Here's the sake we tried -

Kizakura Hoshinonagare Sparkling Junmai - naturally carbonated and slightly clouded pure sparkling sake made from rice with a hint of grapefruit and a bit of yogurt.  Served chilled. Toshi described this as a new style of sake similar to champagne.

Asabiraki Namburyu Densho Zukuri Daiginjo - beautiful and fragrant, super premium Daiginjo sake with a dry, crisp finish. Brewed by Japan's largest sake brewing guild, Nambu Toji, at a very low temperature. I liked the green apple and melon notes and the creamy after taste.

Tateyama Junmai Ginjo - clean, smooth and fruity premium Junmai Ginjo sake from Toyama's most famous sake brewer Tateyama. Beautiful nashi/apple fragrance with slightly dry finish. One to pair with seafood.

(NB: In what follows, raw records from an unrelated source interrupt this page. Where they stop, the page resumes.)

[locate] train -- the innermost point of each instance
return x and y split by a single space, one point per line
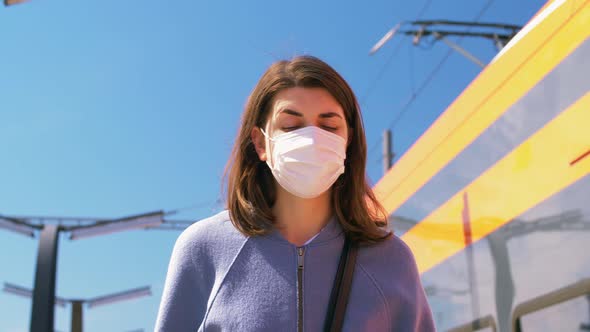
494 197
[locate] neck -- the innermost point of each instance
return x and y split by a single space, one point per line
299 219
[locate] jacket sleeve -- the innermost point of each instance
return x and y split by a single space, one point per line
421 312
184 299
407 300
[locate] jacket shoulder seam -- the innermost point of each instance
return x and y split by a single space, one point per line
215 291
379 289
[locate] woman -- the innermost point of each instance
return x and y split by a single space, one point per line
296 190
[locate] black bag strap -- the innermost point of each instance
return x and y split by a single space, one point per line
341 287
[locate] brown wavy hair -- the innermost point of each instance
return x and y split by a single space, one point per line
250 186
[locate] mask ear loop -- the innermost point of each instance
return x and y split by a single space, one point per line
269 153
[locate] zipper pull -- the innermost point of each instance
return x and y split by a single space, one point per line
300 253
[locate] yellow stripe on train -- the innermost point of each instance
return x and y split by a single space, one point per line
534 171
489 96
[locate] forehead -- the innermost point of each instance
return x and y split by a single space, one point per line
306 100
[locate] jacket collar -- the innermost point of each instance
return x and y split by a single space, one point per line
331 231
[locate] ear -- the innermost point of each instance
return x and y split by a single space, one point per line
259 142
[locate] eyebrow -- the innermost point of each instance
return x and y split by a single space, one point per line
330 115
291 112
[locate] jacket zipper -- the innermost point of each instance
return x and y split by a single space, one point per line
300 256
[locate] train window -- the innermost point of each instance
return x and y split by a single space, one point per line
566 309
484 324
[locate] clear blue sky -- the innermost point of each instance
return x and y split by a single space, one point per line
112 108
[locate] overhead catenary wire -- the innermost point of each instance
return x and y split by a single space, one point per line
414 95
377 78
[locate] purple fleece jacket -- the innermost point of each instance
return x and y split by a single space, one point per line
220 280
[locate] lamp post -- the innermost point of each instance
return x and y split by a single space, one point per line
77 304
43 311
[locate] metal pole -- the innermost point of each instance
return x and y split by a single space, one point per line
44 292
387 153
77 315
470 260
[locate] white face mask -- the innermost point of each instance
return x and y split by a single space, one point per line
306 162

Rikaku Junmai - clean and very complex flavoured premium junmai sake from Shimiane's legendary sake brewer Rihaku. Quiet fragrance and sweet smokey flavour of roasted chestnuts and bitterness of cacao. Best at room temperature.

Kizakura Yamahai Jikomi - traditional long term fermented sake which is smooth, rich and semi dry from Kyoto, Japan. Serve warmed around 40-45C.

Choya Umeshu with Ume plum fruit - 100 per cent ume fruit liquor (Japanese plum/apricot) from Osaka, Japan.  Serve this one after the meal or used as a cocktail base. This is a sweet sake I could really get to like.